You really still believe all of that shit?” He asked, sounding like less of an asshole and more like someone who was genuinely interested in what she thought. “Life after death?”

Sure,” she said, and followed her words with a shrug. “I guess.”

He leaned forward, eyes on her. She saw from the look in his eyes that he wanted to say something, that he was having a hard time holding back. “What?” She asked.

Nothing.” His coiled, about-to-strike energy dissipated, and he sank back against the couch.

Nothing my ass, man. And since when do you not speak your mind.”

I’m tired of the conversation, is all. We’re running in circles, and that’s just a waste of time.” He smiled. “Besides, you’re a smart girl. You know the truth, even if you pretend not to.”

All right, already.”

That mom’s in the ground. That you’ll never see her again.”

Colleen looked away, stared at the front door. Where the hell were the others already?

That dead is dead.”




It was more than he had spoken to her in months, and it was there that the conversation dropped and didn’t get up. A few minutes later Daniel heard the rumble of an engine outside. The doorbell rang, and Colleen hopped up and opened the front door. There Kimberly, Colleen’s best friend since childhood, grabbed Colleen and squeezed.

You okay, Brock?” Kimberly asked, touching Colleen’s cheek. Daniel wasn’t sure he’d ever heard Kim call Colleen by her first name.

Yes,” Colleen said. “I just want to get out of here. Are we all set up?”

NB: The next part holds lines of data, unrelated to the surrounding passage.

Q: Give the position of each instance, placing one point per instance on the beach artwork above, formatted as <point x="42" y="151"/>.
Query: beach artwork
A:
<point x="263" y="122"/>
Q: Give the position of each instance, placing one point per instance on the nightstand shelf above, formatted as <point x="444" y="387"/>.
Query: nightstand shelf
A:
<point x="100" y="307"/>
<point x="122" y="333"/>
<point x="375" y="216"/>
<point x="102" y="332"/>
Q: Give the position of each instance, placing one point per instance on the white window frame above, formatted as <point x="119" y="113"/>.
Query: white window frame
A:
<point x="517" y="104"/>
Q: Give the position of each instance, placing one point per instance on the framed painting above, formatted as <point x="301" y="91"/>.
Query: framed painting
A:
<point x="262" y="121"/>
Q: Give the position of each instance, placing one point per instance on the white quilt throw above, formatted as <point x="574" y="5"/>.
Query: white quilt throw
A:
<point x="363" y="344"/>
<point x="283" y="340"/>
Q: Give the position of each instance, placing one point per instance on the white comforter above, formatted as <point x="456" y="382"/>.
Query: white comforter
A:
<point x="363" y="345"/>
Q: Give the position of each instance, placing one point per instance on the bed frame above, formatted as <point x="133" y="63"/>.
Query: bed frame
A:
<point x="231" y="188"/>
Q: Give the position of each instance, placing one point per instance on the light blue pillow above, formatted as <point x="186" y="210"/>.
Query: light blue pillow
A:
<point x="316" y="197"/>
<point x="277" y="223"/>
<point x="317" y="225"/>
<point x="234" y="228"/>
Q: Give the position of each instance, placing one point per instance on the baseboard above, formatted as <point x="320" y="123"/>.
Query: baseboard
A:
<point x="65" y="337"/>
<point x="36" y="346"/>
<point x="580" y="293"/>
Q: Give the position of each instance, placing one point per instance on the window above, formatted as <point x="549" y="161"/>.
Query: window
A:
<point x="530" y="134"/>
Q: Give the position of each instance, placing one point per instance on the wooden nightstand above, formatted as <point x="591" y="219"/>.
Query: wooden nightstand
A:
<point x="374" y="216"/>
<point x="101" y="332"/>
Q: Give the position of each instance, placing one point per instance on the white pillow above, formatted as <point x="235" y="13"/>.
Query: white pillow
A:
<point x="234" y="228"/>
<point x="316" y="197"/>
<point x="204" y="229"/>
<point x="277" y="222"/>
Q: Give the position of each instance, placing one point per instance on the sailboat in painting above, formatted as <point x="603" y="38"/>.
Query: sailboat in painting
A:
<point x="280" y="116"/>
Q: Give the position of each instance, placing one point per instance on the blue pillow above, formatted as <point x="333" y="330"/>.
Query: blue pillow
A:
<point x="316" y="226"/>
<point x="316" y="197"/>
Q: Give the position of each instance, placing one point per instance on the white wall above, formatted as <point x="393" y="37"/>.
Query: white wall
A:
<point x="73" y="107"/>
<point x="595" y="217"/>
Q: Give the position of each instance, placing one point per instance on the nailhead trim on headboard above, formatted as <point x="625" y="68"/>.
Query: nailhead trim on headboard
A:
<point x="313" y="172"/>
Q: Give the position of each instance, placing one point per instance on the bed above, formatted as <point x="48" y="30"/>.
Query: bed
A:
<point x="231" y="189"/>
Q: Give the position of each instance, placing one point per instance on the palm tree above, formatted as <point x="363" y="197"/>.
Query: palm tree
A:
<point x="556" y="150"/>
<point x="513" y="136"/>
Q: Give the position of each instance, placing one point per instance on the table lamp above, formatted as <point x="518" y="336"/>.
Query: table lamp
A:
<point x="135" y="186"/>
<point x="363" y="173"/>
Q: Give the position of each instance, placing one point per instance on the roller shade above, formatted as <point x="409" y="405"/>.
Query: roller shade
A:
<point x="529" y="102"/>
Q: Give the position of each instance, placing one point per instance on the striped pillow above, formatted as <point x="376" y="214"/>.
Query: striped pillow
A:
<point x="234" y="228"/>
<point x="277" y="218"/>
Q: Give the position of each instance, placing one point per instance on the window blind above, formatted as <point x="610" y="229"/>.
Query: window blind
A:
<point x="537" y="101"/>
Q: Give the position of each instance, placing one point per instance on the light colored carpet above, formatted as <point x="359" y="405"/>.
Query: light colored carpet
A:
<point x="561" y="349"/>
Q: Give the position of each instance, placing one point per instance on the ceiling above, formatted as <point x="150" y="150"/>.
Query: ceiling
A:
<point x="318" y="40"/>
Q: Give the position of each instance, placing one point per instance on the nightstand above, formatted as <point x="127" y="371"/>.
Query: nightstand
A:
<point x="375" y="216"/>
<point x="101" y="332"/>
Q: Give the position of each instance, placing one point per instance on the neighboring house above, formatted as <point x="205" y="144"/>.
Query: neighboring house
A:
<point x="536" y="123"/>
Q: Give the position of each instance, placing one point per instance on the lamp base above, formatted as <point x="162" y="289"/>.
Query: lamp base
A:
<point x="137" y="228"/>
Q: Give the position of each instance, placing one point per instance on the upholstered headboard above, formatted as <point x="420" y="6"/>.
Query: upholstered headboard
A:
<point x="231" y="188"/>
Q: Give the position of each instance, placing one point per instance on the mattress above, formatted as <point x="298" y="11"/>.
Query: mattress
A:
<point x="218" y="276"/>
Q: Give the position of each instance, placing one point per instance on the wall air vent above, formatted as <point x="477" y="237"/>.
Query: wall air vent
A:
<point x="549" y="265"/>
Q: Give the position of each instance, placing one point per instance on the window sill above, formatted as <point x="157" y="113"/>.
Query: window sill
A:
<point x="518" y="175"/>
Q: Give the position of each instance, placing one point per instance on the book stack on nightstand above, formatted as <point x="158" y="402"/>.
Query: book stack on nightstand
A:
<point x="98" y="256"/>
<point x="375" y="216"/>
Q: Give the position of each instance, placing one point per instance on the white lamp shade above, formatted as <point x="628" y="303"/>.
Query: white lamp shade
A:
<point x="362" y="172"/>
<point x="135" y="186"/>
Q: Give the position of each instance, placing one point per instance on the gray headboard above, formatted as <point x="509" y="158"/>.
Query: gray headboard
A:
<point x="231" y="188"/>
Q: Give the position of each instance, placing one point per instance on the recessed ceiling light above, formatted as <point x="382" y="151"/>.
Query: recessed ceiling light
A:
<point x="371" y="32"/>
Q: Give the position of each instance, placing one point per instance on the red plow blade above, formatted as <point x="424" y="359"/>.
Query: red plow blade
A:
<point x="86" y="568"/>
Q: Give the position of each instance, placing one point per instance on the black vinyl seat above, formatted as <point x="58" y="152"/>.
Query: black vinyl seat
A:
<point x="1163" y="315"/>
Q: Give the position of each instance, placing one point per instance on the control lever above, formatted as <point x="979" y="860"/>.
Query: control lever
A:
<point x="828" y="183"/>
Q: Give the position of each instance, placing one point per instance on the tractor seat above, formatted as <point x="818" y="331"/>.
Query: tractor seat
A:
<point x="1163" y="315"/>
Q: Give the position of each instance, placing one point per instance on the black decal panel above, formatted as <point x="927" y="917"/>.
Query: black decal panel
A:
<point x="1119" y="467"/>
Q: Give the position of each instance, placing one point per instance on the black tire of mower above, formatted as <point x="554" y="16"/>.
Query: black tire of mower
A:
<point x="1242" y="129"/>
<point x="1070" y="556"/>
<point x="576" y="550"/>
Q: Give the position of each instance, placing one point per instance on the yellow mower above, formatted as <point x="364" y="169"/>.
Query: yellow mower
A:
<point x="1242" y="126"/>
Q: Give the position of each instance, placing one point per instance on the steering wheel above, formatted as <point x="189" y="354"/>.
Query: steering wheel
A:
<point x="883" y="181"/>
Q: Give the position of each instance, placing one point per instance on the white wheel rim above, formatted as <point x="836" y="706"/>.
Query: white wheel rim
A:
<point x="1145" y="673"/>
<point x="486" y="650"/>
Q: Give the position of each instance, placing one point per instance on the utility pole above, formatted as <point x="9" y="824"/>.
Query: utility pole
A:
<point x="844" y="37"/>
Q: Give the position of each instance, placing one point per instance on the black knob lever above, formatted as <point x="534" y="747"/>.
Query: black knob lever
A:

Mm-hm! You ready to have a good time?”

I’ve been ready.”

Good.” Shifting into hushed tones, his sister and her best friend stepped from sight. Outside, someone said something. It sounded like Guy.

Daniel shoved himself up from the couch, picked up his bag, and shuffled toward the front. Colleen’s bag was where she left it, either on purpose or accidentally, just inside the door by his mother’s godawful wrought iron umbrella stand. Wishing he were higher, he dropped to his knees and unzipped her bag and rummaged around until he found Colleen’s pads. He pulled them out, chuckled once, and stood up. He tossed the pads behind the couch and, picking up their bags, left the house.

Outside, Colleen was greeting Guy. Adjusting his shoulder strap, Daniel stepped toward Kimberly.

Hey, Kim,” he said, and wanted to punch himself in the nuts. He wondered if he sounded as puppy-dog wistful to Kimberly as he did to himself.